Le pouvoir d’achat des fonctionnaires, en France, est au cœur des débats sociaux depuis plusieurs années. Ce sujet suscite d’autant plus d’inquiétude que l’inflation récente a exacerbé une situation déjà précaire pour une grande partie des agents de la fonction publique. Malgré des décisions gouvernementales visant à compenser la perte de pouvoir d’achat, ces efforts se révèlent insuffisants face à la réalité économique actuelle.

Au cours des dernières années, plusieurs mesures ont été prises pour soutenir les fonctionnaires et tenter d’améliorer leur pouvoir d’achat. Parmi elles, on peut citer :

  1. Le dégel du point d’indice : après une longue période de gel (de 2010 à 2016), le gouvernement a procédé à un dégel du point d’indice en 2016, avec une augmentation de 1,2 % en deux temps. Le point d’indice, qui sert de base au calcul des salaires des fonctionnaires, est un levier important pour ajuster les rémunérations en fonction de l’inflation.
  2. La revalorisation du point d’indice en 2022:  en réponse à la montée de l’inflation, le gouvernement a décidé d’une augmentation de 3,5 % du point d’indice en juillet 2022. Cette hausse a marqué la plus forte augmentation depuis plusieurs décennies, mais elle est néanmoins considérée comme insuffisante par de nombreux syndicats et experts..
  3. En 2023 et début 2024, plusieurs revalorisations du point d’indice ont également été mises en œuvre pour tenter de compenser la perte de pouvoir d’achat due à l’inflation: au 1er juillet 2023, le gouvernement a décidé d’une nouvelle augmentation du point d’indice de 1,5 %. Cette revalorisation fait suite à la précédente hausse de 3,5 %  précitée de  juillet 2022, qui avait marqué un effort significatif pour compenser la montée de l’inflation. L’objectif était de protéger le pouvoir d’achat des fonctionnaires face à une inflation toujours élevée, qui avait continué de peser sur les ménages. Pour continuer à répondre aux enjeux de pouvoir d’achat, une nouvelle augmentation du point d’indice a aussi été programmée au 1er janvier 2024, cette fois de 2 % (+ 5 points pour tous les agents publics).
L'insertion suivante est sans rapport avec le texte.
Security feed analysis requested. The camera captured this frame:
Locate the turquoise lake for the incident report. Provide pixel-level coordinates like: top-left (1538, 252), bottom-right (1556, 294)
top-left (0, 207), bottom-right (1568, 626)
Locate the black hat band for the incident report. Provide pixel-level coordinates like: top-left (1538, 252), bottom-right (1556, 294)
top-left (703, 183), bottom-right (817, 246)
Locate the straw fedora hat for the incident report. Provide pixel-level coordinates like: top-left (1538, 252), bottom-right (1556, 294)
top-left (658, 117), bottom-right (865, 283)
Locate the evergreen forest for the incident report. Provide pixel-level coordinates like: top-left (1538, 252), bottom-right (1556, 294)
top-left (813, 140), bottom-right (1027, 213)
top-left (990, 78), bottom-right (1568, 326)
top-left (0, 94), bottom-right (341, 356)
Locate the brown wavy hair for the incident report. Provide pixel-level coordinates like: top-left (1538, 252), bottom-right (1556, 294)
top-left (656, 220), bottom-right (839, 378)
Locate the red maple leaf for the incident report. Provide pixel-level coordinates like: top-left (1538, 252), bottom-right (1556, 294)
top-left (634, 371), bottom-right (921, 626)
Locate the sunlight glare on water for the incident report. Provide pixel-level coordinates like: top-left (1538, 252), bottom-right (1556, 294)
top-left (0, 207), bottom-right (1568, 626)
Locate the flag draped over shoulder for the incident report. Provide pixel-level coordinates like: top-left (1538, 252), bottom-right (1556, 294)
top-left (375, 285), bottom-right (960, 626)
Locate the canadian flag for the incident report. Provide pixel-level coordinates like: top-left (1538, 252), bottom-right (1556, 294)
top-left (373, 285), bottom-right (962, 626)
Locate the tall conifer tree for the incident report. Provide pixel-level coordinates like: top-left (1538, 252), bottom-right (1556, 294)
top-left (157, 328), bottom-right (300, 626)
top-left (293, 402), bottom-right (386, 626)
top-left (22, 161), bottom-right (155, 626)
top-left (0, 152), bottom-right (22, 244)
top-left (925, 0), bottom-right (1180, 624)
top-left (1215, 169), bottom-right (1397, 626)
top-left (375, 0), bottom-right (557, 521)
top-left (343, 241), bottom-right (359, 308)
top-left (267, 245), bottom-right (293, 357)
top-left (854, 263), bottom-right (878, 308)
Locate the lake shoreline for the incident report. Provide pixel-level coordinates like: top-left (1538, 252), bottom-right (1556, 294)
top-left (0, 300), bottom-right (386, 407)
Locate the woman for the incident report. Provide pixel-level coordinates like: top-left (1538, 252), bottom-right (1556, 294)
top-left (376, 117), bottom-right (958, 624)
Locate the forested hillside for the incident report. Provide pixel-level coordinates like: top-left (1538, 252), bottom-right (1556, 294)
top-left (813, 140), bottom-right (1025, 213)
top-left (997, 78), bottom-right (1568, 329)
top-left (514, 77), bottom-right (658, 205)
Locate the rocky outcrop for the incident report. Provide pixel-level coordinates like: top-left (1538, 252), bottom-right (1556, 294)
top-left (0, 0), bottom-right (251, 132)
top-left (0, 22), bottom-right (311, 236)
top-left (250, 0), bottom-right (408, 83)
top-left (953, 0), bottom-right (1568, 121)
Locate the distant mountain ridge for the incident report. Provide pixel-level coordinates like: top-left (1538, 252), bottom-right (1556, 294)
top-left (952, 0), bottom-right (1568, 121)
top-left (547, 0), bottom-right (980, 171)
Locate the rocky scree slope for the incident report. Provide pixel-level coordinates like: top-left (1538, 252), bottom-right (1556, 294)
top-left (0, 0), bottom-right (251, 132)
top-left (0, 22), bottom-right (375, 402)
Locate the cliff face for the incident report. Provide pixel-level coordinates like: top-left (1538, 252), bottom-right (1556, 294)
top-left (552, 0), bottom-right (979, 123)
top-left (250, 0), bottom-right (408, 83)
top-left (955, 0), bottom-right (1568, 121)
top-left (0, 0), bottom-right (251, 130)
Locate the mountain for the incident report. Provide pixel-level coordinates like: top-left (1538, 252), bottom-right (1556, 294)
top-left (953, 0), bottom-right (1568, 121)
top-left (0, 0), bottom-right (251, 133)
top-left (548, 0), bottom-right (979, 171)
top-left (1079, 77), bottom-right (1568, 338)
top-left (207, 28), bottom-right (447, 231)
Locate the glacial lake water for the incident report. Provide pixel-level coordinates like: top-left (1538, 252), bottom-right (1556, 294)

Cette nouvelle revalorisation fait partie des engagements du Gouvernement pour maintenir le revenu des agents publics en phase avec l’inflation, même si, comme pour les hausses précédentes, elle reste critiquée pour son caractère insuffisant face à la flambée des prix.
  4. Les primes et indemnités : diverses primes, comme la Prime exceptionnelle de pouvoir d’achat (dite « prime Macron ») ou les primes de rendement, ont été introduites ou revalorisées pour certains agents. Ces primes visent à compenser, au moins partiellement, la stagnation des salaires de base.
  5. Le protocole PPCR (Parcours Professionnels, Carrières et Rémunérations) : mis en œuvre progressivement depuis 2016, le PPCR a permis une revalorisation des grilles salariales et une amélioration des carrières, avec des promotions plus fréquentes et des augmentations salariales à certains échelons.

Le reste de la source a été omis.